Interview met Brecht Warnez, Vlaams Parlementslid en schepen in Wingene & Peter Vanmechelen, financieel directeur in Zoutleeuw

Valerie De Groodt: Brecht, jij bent zowel Vlaams parlementslid, als ook schepen van Wingene. Hoe kijk jij op Vlaams vlak naar subsidies?

Brecht Warnez: Vanuit Vlaanderen zijn subsidies voor mij een ideale manier om bepaalde doelstellingen te realiseren, vooral op het vlak van innovatie. Als we als Vlaamse overheid iets willen versnellen bij lokale besturen, dan moeten we daar subsidies voor voorzien. Een mooi voorbeeld vind ik het project “Gemeentehuis van de toekomst”, voorheen “Gemeente zonder gemeentehuis” – een ongelukkige naam, want ik hoop dat er nooit gemeenten zonder gemeentehuis bestaan. Dankzij dat project hebben we digitalisering versneld. In Wingene hebben we bijvoorbeeld 500.000 euro gekregen voor het project Family ProEf.

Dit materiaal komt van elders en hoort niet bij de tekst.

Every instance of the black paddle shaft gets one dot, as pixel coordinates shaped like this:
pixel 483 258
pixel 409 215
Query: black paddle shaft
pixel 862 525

Valerie De Groodt: Wat hield dat in?

Brecht Warnez: Zoals in veel gemeenten moest je bij ons een formulier invullen om een geboortepremie aan te vragen, wat absurd is. De gemeente weet immers al dat je kind geboren is, want je geeft dat aan. Wat we niet weten is je sociale toestand of rekeningnummer – gegevens die Vlaanderen wél heeft, via het groeipakket. Data uitwisselen mag niet zomaar, maar koppelen mag wél. Dankzij dit project krijgen kinderen in Wingene nu automatisch een geboortepremie. Het project is intussen uitgerold in meer dan vijftig andere gemeenten, waar kinderen bijvoorbeeld automatisch luiers of gezonde maaltijden op school ontvangen – zonder aanvraag. Voor zulke innovaties zijn subsidies essentieel.

Valerie De Groodt: Vanuit Vlaanderen komen er ongeveer twee miljard euro aan subsidies naar de lokale besturen. Heel interessant om projecten te verwezenlijken. Maar er wordt wel een keer geklaagd over de grote werklast en de rapportage dat daar soms bij komt. Hoe kijk jij daarnaar?

Brecht Warnez: Ik begrijp de klachten daarover volledig. In het algemeen vind ik dat er te veel projectsubsidies zijn in Vlaanderen. Er gaat vijf à zes miljard naar gemeenten, waarvan ruim twee miljard naar projectsubsidies. De rest komt via autonomie (zoals het gemeentefonds). Mijn persoonlijke mening? De helft van de projectsubsidies kunnen we schrappen en gewoon via autonomie aan gemeenten geven. Hoe minder ambtenaren met rapporten bezig zijn, hoe meer tijd ze hebben voor burgers.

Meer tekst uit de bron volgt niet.